I’ve been reading about Scottish independence, and it seems the view from London that is that independence would doom the Scots to a horrible economic collapse. Steve Forbes writes: “Both Scotland and the remnants of the UK will be poorer. Capital will flee Scotland. London will get hit as well,” and “The break-up of Great Britain would encourage all the forces of chaos, terrorism and aggression and set a terrible precedent.” So, apparently, if Scotland forms its own country through the democratic process, the terrorists win. I don’t know, but we’ll find out soon.
Yesterday the US House of Representatives voted to authorize the arming of moderate, non-jihadist Syrian rebels. The vote was tacked onto a spending bill to fund the federal government and it passed 273 to 156. As you know, this was legislation of the utmost importance because we have heard repeatedly that if the US doesn’t stop ISIS, they will come over here and chop our heads off and kill us all.
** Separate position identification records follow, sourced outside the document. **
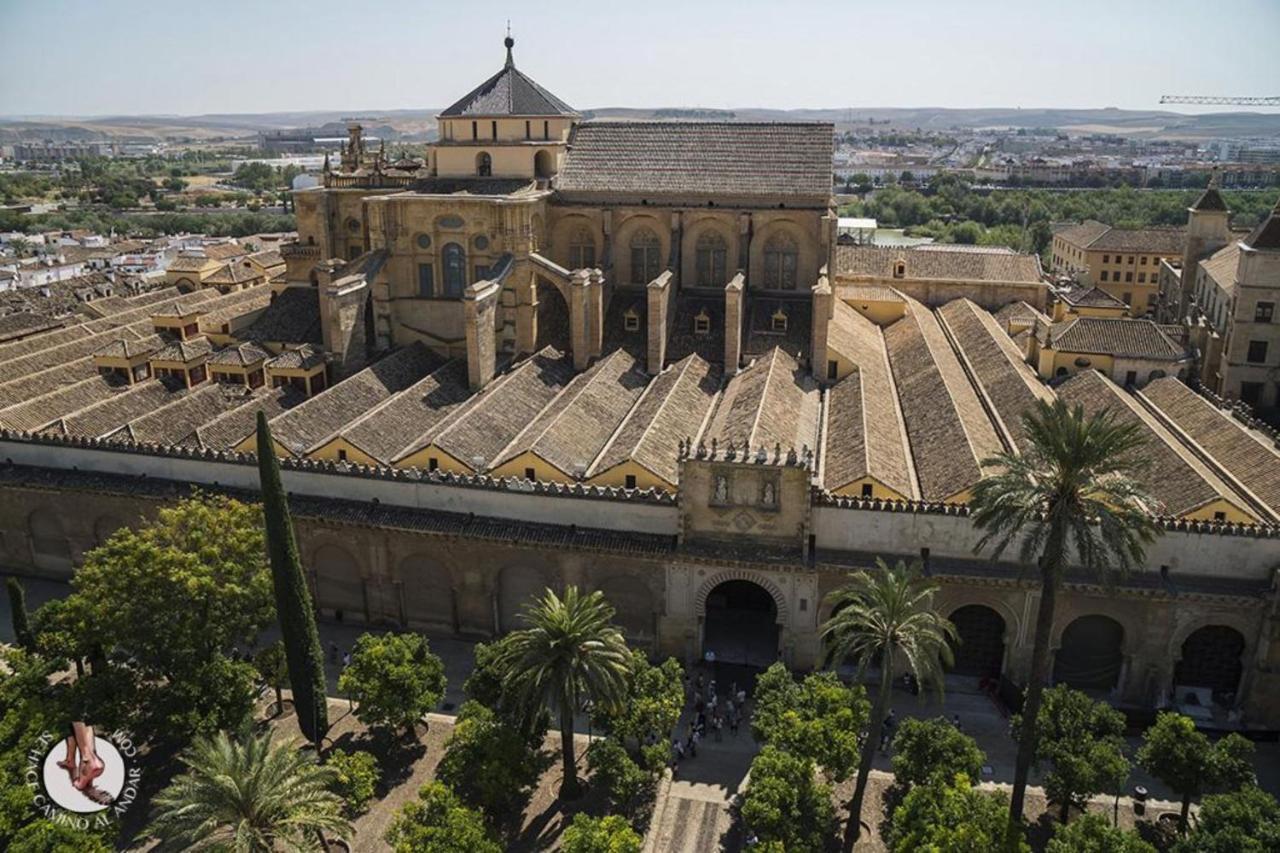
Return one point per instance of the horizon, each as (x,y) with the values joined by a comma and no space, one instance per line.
(240,59)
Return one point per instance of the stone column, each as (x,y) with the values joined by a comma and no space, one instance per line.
(595,311)
(822,311)
(479,309)
(579,316)
(732,324)
(658,323)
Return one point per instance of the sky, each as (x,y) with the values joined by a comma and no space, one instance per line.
(129,56)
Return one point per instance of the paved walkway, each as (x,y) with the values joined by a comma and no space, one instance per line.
(694,813)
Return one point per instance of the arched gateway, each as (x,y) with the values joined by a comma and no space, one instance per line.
(741,619)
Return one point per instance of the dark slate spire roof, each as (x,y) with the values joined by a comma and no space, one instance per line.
(508,92)
(1267,235)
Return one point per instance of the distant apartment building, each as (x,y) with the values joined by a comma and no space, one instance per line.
(1225,291)
(54,151)
(1123,261)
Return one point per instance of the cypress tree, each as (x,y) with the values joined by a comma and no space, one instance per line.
(18,610)
(292,600)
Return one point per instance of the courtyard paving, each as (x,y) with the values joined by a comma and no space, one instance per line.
(694,810)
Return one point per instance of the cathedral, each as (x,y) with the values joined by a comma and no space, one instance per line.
(634,356)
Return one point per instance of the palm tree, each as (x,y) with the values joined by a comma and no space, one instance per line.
(1070,495)
(885,615)
(570,652)
(247,796)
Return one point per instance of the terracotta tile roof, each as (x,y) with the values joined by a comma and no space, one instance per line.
(1019,314)
(224,251)
(190,264)
(1133,338)
(699,158)
(773,401)
(1089,297)
(183,351)
(576,425)
(129,347)
(937,264)
(302,357)
(410,418)
(864,433)
(1210,200)
(493,418)
(37,413)
(104,418)
(947,428)
(241,355)
(316,420)
(1171,475)
(1221,265)
(1164,241)
(1082,235)
(508,92)
(44,381)
(1252,460)
(173,423)
(229,429)
(673,407)
(293,316)
(234,273)
(1008,383)
(232,305)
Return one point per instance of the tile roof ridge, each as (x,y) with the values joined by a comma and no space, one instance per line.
(764,395)
(912,475)
(1256,503)
(583,382)
(346,428)
(682,366)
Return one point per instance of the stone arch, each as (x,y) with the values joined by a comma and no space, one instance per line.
(780,600)
(428,591)
(520,585)
(553,316)
(775,235)
(339,588)
(543,164)
(699,231)
(634,603)
(1211,656)
(104,527)
(1091,653)
(983,644)
(626,232)
(562,237)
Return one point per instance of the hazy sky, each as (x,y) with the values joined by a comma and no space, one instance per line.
(131,56)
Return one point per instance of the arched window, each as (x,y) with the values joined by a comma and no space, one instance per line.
(581,249)
(645,256)
(711,252)
(455,260)
(543,164)
(781,261)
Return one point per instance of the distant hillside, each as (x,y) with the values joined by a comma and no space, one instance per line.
(1139,123)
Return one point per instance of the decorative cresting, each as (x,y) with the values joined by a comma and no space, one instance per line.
(750,576)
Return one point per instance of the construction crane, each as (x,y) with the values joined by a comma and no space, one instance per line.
(1220,99)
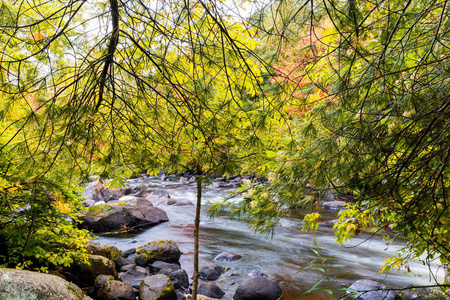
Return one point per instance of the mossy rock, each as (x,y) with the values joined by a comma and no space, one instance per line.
(160,250)
(84,272)
(21,284)
(157,287)
(109,252)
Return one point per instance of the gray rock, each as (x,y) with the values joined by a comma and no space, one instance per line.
(258,288)
(158,265)
(85,272)
(127,267)
(122,261)
(257,274)
(115,289)
(162,250)
(101,280)
(109,252)
(21,284)
(110,195)
(201,297)
(210,289)
(109,218)
(134,276)
(372,290)
(155,193)
(139,191)
(141,260)
(157,287)
(227,256)
(184,203)
(128,252)
(211,272)
(179,278)
(93,190)
(88,203)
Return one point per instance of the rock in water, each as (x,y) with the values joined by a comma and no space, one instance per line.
(107,218)
(378,291)
(115,289)
(21,284)
(157,287)
(109,252)
(85,272)
(227,256)
(210,289)
(258,288)
(162,250)
(211,272)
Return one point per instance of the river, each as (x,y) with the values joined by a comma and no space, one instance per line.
(279,256)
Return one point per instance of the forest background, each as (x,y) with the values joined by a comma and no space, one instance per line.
(348,97)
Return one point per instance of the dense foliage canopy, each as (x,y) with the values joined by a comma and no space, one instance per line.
(345,97)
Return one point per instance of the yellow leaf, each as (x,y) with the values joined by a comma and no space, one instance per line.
(38,36)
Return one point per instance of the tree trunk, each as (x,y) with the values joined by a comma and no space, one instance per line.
(196,237)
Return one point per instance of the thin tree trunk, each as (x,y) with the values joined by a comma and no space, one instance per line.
(196,237)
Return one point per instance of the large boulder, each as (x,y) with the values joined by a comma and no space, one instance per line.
(157,287)
(162,250)
(98,192)
(84,272)
(366,289)
(258,288)
(107,218)
(110,252)
(168,267)
(134,276)
(21,284)
(210,289)
(211,272)
(228,256)
(115,289)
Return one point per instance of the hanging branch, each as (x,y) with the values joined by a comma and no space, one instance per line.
(111,48)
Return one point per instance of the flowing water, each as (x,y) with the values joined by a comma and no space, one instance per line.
(279,256)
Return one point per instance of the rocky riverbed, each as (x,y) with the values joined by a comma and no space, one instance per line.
(154,261)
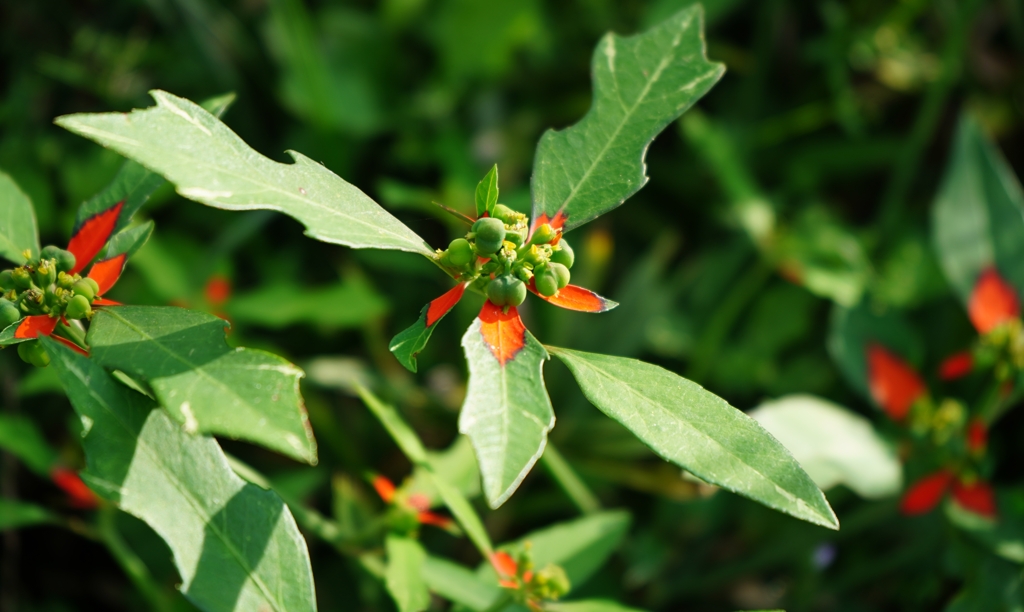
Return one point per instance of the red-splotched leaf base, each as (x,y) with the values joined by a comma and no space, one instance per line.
(408,344)
(91,236)
(894,385)
(576,298)
(992,302)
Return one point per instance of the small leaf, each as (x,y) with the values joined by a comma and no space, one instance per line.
(17,222)
(641,84)
(699,432)
(410,342)
(112,263)
(20,437)
(403,575)
(210,164)
(834,445)
(978,214)
(14,515)
(236,545)
(486,192)
(507,413)
(203,383)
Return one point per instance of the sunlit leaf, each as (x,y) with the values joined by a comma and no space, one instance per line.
(210,164)
(236,545)
(641,84)
(17,222)
(698,431)
(203,383)
(507,413)
(834,445)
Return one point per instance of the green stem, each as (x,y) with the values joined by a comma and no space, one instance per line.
(894,199)
(570,482)
(721,322)
(129,562)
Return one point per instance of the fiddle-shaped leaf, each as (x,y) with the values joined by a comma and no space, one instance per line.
(17,222)
(203,383)
(641,84)
(208,163)
(236,544)
(699,432)
(978,214)
(507,413)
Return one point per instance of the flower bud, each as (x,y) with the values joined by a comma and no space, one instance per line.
(563,254)
(34,353)
(506,291)
(460,253)
(78,307)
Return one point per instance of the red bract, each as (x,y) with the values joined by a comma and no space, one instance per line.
(992,302)
(79,495)
(894,385)
(956,365)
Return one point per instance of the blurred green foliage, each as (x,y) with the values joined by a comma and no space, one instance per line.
(805,177)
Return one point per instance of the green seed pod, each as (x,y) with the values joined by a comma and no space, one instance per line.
(8,313)
(65,260)
(78,307)
(546,280)
(544,234)
(563,254)
(489,230)
(22,277)
(46,272)
(84,288)
(460,253)
(34,353)
(506,291)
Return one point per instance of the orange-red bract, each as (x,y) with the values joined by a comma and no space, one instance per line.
(992,302)
(926,493)
(894,385)
(503,332)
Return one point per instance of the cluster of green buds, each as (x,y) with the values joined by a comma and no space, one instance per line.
(530,587)
(44,287)
(500,262)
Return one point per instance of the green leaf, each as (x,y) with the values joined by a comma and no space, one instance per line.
(413,448)
(698,431)
(210,164)
(17,222)
(459,583)
(286,304)
(203,383)
(486,192)
(236,545)
(852,330)
(403,575)
(14,515)
(834,445)
(20,437)
(507,413)
(641,84)
(978,214)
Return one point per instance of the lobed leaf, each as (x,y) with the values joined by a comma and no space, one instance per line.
(403,574)
(18,231)
(203,383)
(641,84)
(208,163)
(236,544)
(507,413)
(698,431)
(978,214)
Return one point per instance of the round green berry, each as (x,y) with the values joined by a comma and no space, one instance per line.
(34,353)
(563,254)
(506,291)
(78,307)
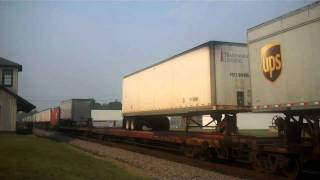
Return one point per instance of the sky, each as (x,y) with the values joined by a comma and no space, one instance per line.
(83,49)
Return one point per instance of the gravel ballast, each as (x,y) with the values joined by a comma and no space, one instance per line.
(153,167)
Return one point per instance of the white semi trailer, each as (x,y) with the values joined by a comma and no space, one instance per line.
(212,78)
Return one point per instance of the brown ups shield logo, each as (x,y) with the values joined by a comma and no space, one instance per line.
(271,61)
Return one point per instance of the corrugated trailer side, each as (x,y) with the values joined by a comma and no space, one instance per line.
(210,77)
(55,116)
(66,110)
(284,61)
(44,116)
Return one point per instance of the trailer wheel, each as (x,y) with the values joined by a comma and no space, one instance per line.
(291,168)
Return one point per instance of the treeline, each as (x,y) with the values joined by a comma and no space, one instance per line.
(114,105)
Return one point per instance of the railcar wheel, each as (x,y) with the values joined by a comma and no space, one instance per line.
(291,169)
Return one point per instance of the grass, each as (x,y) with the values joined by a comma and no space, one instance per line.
(30,157)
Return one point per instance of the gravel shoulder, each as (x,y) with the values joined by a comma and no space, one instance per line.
(141,164)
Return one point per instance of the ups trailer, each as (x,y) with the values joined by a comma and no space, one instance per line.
(284,65)
(212,78)
(284,61)
(76,112)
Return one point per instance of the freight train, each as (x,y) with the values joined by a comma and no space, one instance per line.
(275,72)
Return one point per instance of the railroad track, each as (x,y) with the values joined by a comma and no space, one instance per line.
(235,169)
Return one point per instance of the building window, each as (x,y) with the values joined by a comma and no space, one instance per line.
(7,78)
The Senate will likely take it up in December, maybe.
Why the delay? Well, after spending pretty much all of August and the beginning of September on vacation, the House of Representatives is taking a Congressional recess, adjourning until after the midterm election. That means the House won’t return to session until November 12, the week after Election Day, or almost two months from now. And now they’re leaving DC after just 8 days since their last vacation, so they can campaign to keep their jobs, which apparently consists of campaigning to keep their jobs.
Maybe all these threats of terrorism are a bit overblown, after all it would be pretty tough to defeat the US, and the reason is because we are now armed to the teeth. The Associated Press reports that school police departments across the US have taken advantage of free military surplus gear, stocking up on mine-resistant armored vehicles, grenade launchers and scores of M16 rifles. The surplus program has come under scrutiny following the police response to protesters in Ferguson Missouri. It has become common practice to hand out surplus weapons to law enforcement agencies; kind of a menacing peace dividend.
And now we learn that at least 26 school districts are loading up on weaponry. Federal records show schools in Florida, Georgia, Kansas, Michigan, Nevada, Texas and Utah obtained surplus military gear. At least six California districts have received equipment. But now, cooler heads prevail, and the Los Angeles unified school district has been thinking about the appropriateness of the weaponry, and so they have decided to return to the Pentagon three grenade launchers. They’ll keep the mine resistant armored vehicles and the M-16s.
No word yet on what they plan to do with the tactical nukes.